The Chinese Communist government’s staunch support for the deadly crackdown comes during tense times for China’s leadership, as mass protests in semi-autonomous Hong Kong against Beijing continue to intensify, and as the Uigur peoples’ Muslim majority is rounded up, and concentrated in the reeducation camps all over northern China to remain there and be “recivilized” for years to come…

Still, the glowing celebration of Premier Li Peng’s legacy within mainland China suggests Beijing isn’t willing to back down in 2019, against Chinese minorities, or the students, or the workers, or even the Hong Kong pro-Democracy & pro-Liberty protesters…

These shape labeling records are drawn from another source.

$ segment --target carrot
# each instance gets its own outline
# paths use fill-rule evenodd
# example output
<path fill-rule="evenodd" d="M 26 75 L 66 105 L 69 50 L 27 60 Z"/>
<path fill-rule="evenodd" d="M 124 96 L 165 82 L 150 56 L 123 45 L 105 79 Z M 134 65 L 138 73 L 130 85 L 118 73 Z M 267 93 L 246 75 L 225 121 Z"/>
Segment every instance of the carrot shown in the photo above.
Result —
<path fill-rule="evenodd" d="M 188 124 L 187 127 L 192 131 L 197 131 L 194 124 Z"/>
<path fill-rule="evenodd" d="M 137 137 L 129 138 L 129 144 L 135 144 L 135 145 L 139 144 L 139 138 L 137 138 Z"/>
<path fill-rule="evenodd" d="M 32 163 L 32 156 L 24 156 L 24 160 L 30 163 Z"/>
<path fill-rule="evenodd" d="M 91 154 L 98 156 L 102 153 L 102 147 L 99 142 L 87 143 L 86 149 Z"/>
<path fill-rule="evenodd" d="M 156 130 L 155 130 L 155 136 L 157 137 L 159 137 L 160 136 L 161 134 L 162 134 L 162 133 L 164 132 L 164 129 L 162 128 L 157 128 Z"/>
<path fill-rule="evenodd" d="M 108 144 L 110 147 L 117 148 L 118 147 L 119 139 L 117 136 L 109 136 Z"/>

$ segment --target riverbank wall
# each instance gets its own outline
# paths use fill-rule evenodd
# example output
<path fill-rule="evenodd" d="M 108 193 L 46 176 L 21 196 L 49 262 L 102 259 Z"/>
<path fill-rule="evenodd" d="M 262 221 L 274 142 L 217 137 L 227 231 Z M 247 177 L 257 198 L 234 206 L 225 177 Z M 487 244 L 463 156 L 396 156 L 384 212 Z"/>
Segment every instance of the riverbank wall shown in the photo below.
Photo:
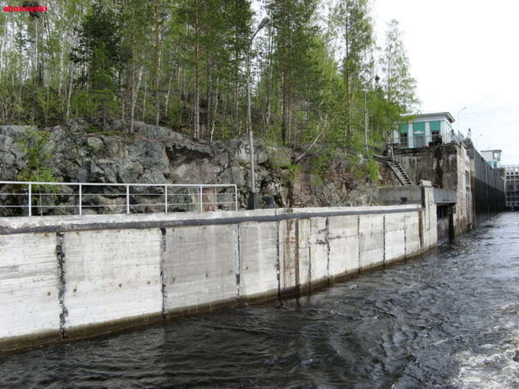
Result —
<path fill-rule="evenodd" d="M 432 191 L 421 205 L 0 218 L 0 351 L 306 293 L 419 256 L 437 243 Z"/>

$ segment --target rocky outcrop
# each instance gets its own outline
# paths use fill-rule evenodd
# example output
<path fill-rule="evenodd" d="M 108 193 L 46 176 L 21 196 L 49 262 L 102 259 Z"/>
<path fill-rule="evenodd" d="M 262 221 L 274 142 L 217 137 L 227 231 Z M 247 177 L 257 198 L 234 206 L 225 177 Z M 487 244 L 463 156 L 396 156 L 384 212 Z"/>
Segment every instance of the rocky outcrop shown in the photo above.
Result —
<path fill-rule="evenodd" d="M 240 207 L 246 207 L 250 178 L 246 138 L 210 142 L 143 122 L 135 123 L 134 133 L 127 128 L 120 120 L 100 129 L 77 119 L 39 131 L 50 135 L 48 146 L 53 149 L 51 163 L 63 182 L 235 184 Z M 28 157 L 20 142 L 27 138 L 30 129 L 0 126 L 1 180 L 15 180 L 26 166 Z M 292 164 L 300 151 L 261 141 L 257 142 L 255 150 L 256 189 L 260 198 L 273 196 L 280 207 L 354 206 L 374 202 L 376 184 L 358 177 L 358 170 L 354 176 L 347 154 L 337 154 L 329 162 L 329 169 L 317 174 L 313 173 L 316 169 L 311 158 L 303 158 L 295 167 Z M 3 191 L 0 186 L 0 192 Z M 101 195 L 95 203 L 117 204 L 116 196 Z"/>

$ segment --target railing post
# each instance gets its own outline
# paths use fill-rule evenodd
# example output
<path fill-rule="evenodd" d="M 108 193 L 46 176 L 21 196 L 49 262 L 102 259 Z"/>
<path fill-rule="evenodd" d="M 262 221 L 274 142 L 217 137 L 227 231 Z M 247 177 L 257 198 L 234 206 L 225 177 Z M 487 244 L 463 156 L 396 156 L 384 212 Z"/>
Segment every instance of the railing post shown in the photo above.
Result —
<path fill-rule="evenodd" d="M 238 210 L 238 189 L 235 184 L 235 205 L 236 206 L 236 211 Z"/>
<path fill-rule="evenodd" d="M 29 216 L 33 216 L 33 205 L 31 203 L 31 196 L 33 192 L 33 184 L 29 184 L 29 202 L 28 202 L 28 207 L 29 207 Z"/>
<path fill-rule="evenodd" d="M 200 185 L 200 211 L 203 211 L 203 205 L 202 204 L 202 186 Z"/>
<path fill-rule="evenodd" d="M 126 186 L 126 214 L 129 215 L 129 185 Z"/>
<path fill-rule="evenodd" d="M 166 214 L 167 214 L 167 185 L 164 185 L 164 205 L 166 209 Z"/>
<path fill-rule="evenodd" d="M 79 208 L 80 208 L 80 215 L 82 215 L 83 214 L 83 211 L 82 211 L 82 209 L 81 208 L 81 202 L 82 202 L 82 193 L 81 193 L 81 189 L 82 189 L 82 185 L 81 184 L 80 184 L 80 207 L 79 207 Z"/>

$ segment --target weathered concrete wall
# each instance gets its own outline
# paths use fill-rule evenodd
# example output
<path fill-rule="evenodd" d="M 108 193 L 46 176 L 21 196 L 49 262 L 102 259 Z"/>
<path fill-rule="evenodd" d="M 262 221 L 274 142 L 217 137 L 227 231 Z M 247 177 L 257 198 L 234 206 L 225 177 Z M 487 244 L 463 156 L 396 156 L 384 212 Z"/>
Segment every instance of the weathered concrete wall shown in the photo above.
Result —
<path fill-rule="evenodd" d="M 0 344 L 60 336 L 60 274 L 55 234 L 0 235 Z"/>
<path fill-rule="evenodd" d="M 488 220 L 496 212 L 504 211 L 504 181 L 499 169 L 491 168 L 473 147 L 469 150 L 472 178 L 472 200 L 476 226 Z"/>
<path fill-rule="evenodd" d="M 0 350 L 307 292 L 419 255 L 435 244 L 432 201 L 0 219 Z"/>

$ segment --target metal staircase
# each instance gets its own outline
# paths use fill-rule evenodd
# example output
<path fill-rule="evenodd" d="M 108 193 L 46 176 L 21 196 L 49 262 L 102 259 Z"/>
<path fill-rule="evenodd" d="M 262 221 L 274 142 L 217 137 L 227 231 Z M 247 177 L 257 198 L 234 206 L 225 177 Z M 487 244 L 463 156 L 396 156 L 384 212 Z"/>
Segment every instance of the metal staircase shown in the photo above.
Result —
<path fill-rule="evenodd" d="M 397 176 L 401 185 L 404 187 L 411 187 L 413 185 L 409 175 L 408 175 L 408 173 L 406 173 L 402 167 L 400 166 L 400 163 L 398 161 L 387 159 L 385 163 L 388 164 L 391 171 Z"/>

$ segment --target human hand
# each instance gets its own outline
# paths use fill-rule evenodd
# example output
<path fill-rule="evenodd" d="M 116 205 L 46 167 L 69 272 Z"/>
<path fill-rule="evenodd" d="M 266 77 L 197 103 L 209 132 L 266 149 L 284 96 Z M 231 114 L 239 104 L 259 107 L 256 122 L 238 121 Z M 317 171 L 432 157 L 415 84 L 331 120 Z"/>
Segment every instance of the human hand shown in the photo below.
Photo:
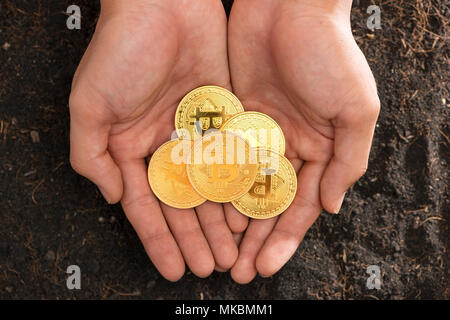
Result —
<path fill-rule="evenodd" d="M 223 206 L 179 210 L 152 193 L 145 158 L 174 130 L 181 98 L 202 85 L 230 88 L 226 16 L 219 0 L 109 0 L 74 76 L 71 164 L 128 220 L 161 274 L 209 275 L 238 251 Z M 198 217 L 198 219 L 197 219 Z M 208 245 L 209 243 L 209 245 Z M 184 258 L 184 259 L 183 259 Z"/>
<path fill-rule="evenodd" d="M 380 103 L 352 36 L 351 2 L 235 0 L 228 36 L 234 92 L 247 110 L 280 124 L 298 172 L 291 207 L 249 223 L 231 270 L 239 283 L 276 273 L 322 208 L 338 213 L 366 171 Z"/>

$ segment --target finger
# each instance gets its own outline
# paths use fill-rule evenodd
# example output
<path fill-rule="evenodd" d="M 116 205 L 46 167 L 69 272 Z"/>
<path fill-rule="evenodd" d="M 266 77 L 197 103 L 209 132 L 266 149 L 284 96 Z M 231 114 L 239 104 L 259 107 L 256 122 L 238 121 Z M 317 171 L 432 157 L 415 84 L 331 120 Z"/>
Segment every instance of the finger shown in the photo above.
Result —
<path fill-rule="evenodd" d="M 345 192 L 367 170 L 379 102 L 369 108 L 347 108 L 334 122 L 334 156 L 320 183 L 320 198 L 328 212 L 338 213 Z"/>
<path fill-rule="evenodd" d="M 228 269 L 221 268 L 218 265 L 216 265 L 214 267 L 214 270 L 217 271 L 217 272 L 227 272 L 228 271 Z"/>
<path fill-rule="evenodd" d="M 118 202 L 123 193 L 122 175 L 111 158 L 108 136 L 111 115 L 101 106 L 70 98 L 70 163 L 73 169 L 94 182 L 108 203 Z"/>
<path fill-rule="evenodd" d="M 214 271 L 214 257 L 194 209 L 176 209 L 161 204 L 164 216 L 192 273 L 204 278 Z"/>
<path fill-rule="evenodd" d="M 231 203 L 224 203 L 223 208 L 230 230 L 235 233 L 244 232 L 248 226 L 248 217 L 237 211 Z"/>
<path fill-rule="evenodd" d="M 236 262 L 238 248 L 225 221 L 223 205 L 206 201 L 195 208 L 195 211 L 216 265 L 228 270 Z"/>
<path fill-rule="evenodd" d="M 256 269 L 262 276 L 271 276 L 281 269 L 319 216 L 319 181 L 325 165 L 306 162 L 300 170 L 295 199 L 280 216 L 256 258 Z"/>
<path fill-rule="evenodd" d="M 257 274 L 256 257 L 269 236 L 277 217 L 267 220 L 251 220 L 239 246 L 239 257 L 231 268 L 231 277 L 240 284 L 249 283 Z"/>
<path fill-rule="evenodd" d="M 158 271 L 170 281 L 185 270 L 183 256 L 150 189 L 144 160 L 119 163 L 123 172 L 122 207 Z"/>

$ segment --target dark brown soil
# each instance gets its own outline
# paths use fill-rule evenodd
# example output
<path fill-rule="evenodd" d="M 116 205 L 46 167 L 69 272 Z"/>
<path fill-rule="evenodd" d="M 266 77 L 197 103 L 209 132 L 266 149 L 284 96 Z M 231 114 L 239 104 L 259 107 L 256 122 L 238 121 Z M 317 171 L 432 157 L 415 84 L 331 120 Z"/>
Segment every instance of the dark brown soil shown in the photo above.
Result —
<path fill-rule="evenodd" d="M 70 84 L 99 9 L 75 2 L 80 31 L 65 27 L 73 1 L 0 2 L 0 298 L 450 298 L 448 1 L 374 1 L 375 32 L 372 2 L 354 1 L 382 101 L 369 171 L 277 275 L 246 286 L 218 273 L 164 280 L 120 206 L 70 168 Z M 81 290 L 66 288 L 71 264 Z M 366 287 L 368 265 L 380 290 Z"/>

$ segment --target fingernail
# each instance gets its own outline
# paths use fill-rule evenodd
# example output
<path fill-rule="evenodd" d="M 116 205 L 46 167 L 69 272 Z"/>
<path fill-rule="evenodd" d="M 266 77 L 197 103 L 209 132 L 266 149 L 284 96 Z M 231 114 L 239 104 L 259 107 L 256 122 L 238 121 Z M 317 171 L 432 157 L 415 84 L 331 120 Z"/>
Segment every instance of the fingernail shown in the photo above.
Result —
<path fill-rule="evenodd" d="M 109 199 L 106 191 L 102 187 L 98 187 L 98 189 L 100 190 L 103 198 L 105 198 L 106 202 L 108 202 L 108 204 L 111 204 L 111 200 Z"/>
<path fill-rule="evenodd" d="M 338 214 L 339 211 L 341 211 L 342 203 L 344 202 L 345 193 L 339 198 L 339 200 L 336 202 L 335 210 L 332 211 L 333 214 Z"/>

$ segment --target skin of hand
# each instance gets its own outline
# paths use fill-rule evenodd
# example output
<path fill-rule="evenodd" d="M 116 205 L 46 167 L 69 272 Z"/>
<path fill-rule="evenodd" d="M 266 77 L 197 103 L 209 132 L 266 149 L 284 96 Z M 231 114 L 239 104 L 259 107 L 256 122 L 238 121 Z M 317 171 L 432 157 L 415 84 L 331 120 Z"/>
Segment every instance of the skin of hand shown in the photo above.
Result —
<path fill-rule="evenodd" d="M 231 269 L 239 283 L 257 273 L 275 274 L 322 208 L 338 213 L 346 190 L 366 171 L 380 102 L 352 36 L 351 3 L 234 3 L 228 27 L 234 92 L 246 110 L 264 112 L 280 124 L 286 156 L 298 172 L 296 198 L 281 216 L 252 220 L 248 227 L 245 220 L 229 223 L 234 231 L 247 227 Z"/>
<path fill-rule="evenodd" d="M 227 21 L 219 0 L 105 0 L 75 73 L 70 160 L 124 212 L 159 272 L 176 281 L 185 262 L 199 277 L 238 256 L 220 204 L 160 203 L 146 157 L 168 141 L 175 110 L 193 88 L 231 89 Z"/>

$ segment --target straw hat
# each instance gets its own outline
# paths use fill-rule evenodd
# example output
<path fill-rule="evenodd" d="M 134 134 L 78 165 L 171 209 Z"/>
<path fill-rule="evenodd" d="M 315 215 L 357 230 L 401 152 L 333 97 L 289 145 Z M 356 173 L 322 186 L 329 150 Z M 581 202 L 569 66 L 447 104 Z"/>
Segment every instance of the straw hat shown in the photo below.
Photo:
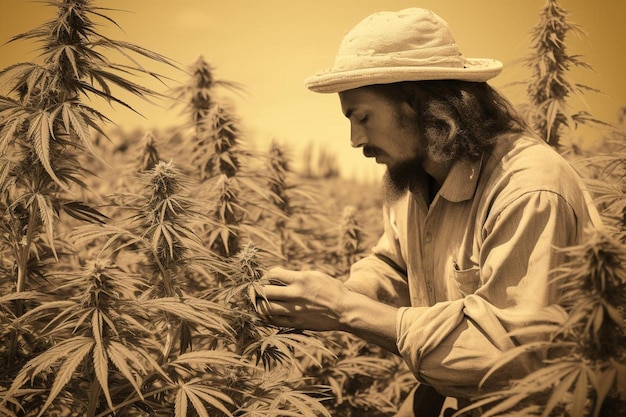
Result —
<path fill-rule="evenodd" d="M 334 66 L 307 78 L 305 85 L 337 93 L 400 81 L 487 81 L 501 70 L 494 59 L 464 58 L 443 19 L 409 8 L 366 17 L 343 38 Z"/>

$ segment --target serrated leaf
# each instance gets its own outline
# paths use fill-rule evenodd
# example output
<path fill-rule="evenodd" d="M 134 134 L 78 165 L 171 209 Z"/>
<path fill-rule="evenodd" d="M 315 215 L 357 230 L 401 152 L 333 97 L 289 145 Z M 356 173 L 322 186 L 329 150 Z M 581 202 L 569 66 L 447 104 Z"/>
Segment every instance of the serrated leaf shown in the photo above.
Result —
<path fill-rule="evenodd" d="M 141 367 L 141 362 L 138 360 L 137 356 L 131 350 L 129 350 L 126 346 L 116 341 L 109 342 L 107 352 L 109 354 L 109 358 L 111 359 L 111 362 L 113 362 L 115 367 L 119 369 L 119 371 L 122 373 L 122 375 L 124 375 L 126 380 L 131 383 L 131 385 L 135 389 L 135 392 L 137 393 L 139 398 L 143 400 L 141 387 L 135 380 L 132 370 L 128 367 L 128 363 L 131 363 L 131 364 L 134 364 L 135 366 L 140 367 L 140 370 L 145 372 L 145 369 Z M 160 367 L 157 366 L 155 369 L 160 369 Z"/>
<path fill-rule="evenodd" d="M 84 357 L 91 351 L 92 347 L 93 342 L 91 340 L 87 340 L 82 346 L 74 350 L 71 355 L 67 356 L 67 359 L 60 366 L 56 374 L 56 378 L 54 379 L 54 383 L 52 384 L 52 388 L 50 389 L 48 398 L 46 399 L 44 405 L 41 407 L 41 410 L 37 415 L 38 417 L 41 417 L 45 414 L 45 411 L 48 409 L 48 407 L 50 407 L 57 395 L 59 395 L 65 385 L 70 381 L 70 379 L 72 379 L 74 371 L 82 362 Z"/>

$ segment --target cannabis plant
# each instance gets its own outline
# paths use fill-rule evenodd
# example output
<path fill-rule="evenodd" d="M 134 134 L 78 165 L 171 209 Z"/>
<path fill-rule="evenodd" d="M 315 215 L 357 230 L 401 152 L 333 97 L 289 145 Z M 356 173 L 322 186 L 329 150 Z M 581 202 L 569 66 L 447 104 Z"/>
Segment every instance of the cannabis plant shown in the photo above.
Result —
<path fill-rule="evenodd" d="M 51 294 L 55 293 L 48 289 L 54 287 L 55 273 L 76 266 L 70 258 L 73 249 L 59 236 L 61 216 L 106 221 L 69 193 L 86 187 L 84 178 L 90 172 L 80 164 L 79 156 L 85 151 L 97 155 L 91 134 L 103 133 L 102 124 L 109 121 L 86 105 L 85 98 L 129 107 L 112 94 L 113 88 L 140 97 L 155 94 L 125 78 L 131 73 L 148 74 L 131 55 L 170 64 L 159 54 L 98 33 L 97 20 L 112 20 L 91 0 L 44 3 L 55 7 L 57 16 L 9 40 L 39 42 L 38 60 L 0 72 L 0 250 L 1 268 L 8 272 L 2 274 L 0 288 L 11 294 L 11 301 L 3 304 L 10 310 L 1 329 L 7 340 L 7 348 L 1 350 L 3 381 L 23 374 L 26 368 L 22 366 L 54 343 L 39 334 L 39 325 L 23 325 L 22 316 L 38 305 L 45 309 L 54 304 Z M 123 52 L 130 64 L 110 61 L 109 51 Z M 35 290 L 41 290 L 40 295 L 33 295 Z M 4 396 L 3 407 L 7 404 L 16 404 L 12 395 Z"/>
<path fill-rule="evenodd" d="M 606 125 L 589 112 L 574 112 L 569 107 L 568 101 L 572 97 L 597 90 L 568 78 L 572 68 L 591 67 L 579 56 L 570 55 L 567 51 L 568 34 L 584 35 L 578 25 L 568 21 L 567 14 L 558 0 L 546 1 L 540 21 L 532 31 L 531 53 L 523 60 L 532 71 L 527 86 L 530 103 L 526 116 L 540 137 L 559 150 L 564 145 L 564 129 L 569 131 L 565 137 L 571 139 L 580 124 Z M 566 145 L 575 145 L 571 142 Z"/>
<path fill-rule="evenodd" d="M 623 236 L 620 241 L 604 230 L 594 230 L 584 244 L 564 251 L 569 260 L 559 268 L 555 279 L 562 291 L 563 310 L 547 309 L 546 324 L 516 332 L 547 333 L 548 340 L 507 352 L 493 370 L 529 351 L 546 355 L 544 366 L 470 407 L 489 406 L 484 417 L 626 413 Z"/>

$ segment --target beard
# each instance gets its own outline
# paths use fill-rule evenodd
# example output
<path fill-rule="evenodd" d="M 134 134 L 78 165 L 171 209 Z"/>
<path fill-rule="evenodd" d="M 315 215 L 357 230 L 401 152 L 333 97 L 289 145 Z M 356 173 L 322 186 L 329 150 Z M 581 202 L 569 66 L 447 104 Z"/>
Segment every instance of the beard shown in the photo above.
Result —
<path fill-rule="evenodd" d="M 423 175 L 424 170 L 418 158 L 388 166 L 382 184 L 383 202 L 387 205 L 397 202 Z"/>

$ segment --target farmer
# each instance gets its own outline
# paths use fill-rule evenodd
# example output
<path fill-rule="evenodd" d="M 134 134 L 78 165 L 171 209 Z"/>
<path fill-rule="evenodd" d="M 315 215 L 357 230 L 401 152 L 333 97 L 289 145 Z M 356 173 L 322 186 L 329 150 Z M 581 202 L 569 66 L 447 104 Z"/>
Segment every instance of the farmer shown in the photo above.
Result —
<path fill-rule="evenodd" d="M 420 385 L 398 416 L 437 416 L 444 397 L 463 407 L 536 368 L 520 356 L 483 381 L 530 340 L 509 333 L 557 301 L 555 248 L 599 224 L 572 168 L 487 84 L 501 67 L 463 57 L 446 22 L 411 8 L 367 17 L 306 80 L 339 93 L 352 146 L 386 165 L 384 233 L 346 281 L 271 269 L 259 312 L 401 355 Z"/>

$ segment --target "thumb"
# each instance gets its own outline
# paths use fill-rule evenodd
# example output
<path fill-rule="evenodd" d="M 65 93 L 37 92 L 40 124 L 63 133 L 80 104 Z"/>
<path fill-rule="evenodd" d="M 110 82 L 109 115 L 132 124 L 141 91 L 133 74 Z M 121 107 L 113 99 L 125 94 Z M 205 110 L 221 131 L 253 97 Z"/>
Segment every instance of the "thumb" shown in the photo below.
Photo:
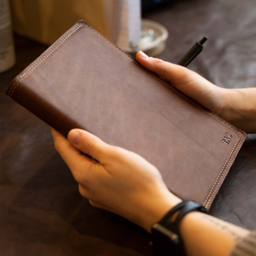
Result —
<path fill-rule="evenodd" d="M 97 136 L 84 130 L 73 129 L 69 133 L 68 139 L 80 151 L 100 162 L 104 162 L 109 145 Z"/>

They give stern warning to all that a bloody crackdown is as much imminent today as it was back then on the early days of that bloody June of 1989, as presided over by the “Butcher of Beijing.”

What can you say?

Communists are communists, and a few tens of thousands of dead protesters for Freedom & Democracy — are simply a statistic in their minds, and an anomaly in their hearts.

No Heart.

No Conscience.

No Remorse, of any kind.

Just another bloody communist… who is now dead, thirty years after his many thousands of victims died in pain back in Tiananmen square on that bloody night of June 4th of 1989…

Cheers for the fallen soldiers of Liberty who died not in vain in Tiananmen square.

May your memory never be erased.



Dr Churchill


While Li Peng will be remembered internationally for the brutal and bloody legacy of the military tanks ordered to unleash their might by running over people with bloody and gummed up with human gristle tracks, lording it over Tiananmen Square — in China his economic strategy will likely rise to the fore, and he will be revered and remembered as pious leader, for as long as the Communists stay in power.

Because it was during his time as premier, that the economy grew considerably, the average lower class living standards improved, and the role of private businesses dramatically expanded — he is given kudos for achievements other than killing hundreds of thousands of people…

Indeed, Li implemented major economic reform, such as creating special economic zones and transforming a largely rural country into one of the biggest economies in the world.

Still, Li never received the historical acclaim and prestige that other leaders of his era, such as economic reformer and Li’s successor, Zhu Rongji, attained.

Li also strongly advocated for placing the Muslim minorities into the concentration & reeducation camps and he also pushed for the construction of the massive Three Gorges Dam, a giant infrastructure project to build a powerful hydroelectric dam across the Yangtze River. It displaced more than 1.4 million people and continues to be marred by environmental and construction issues.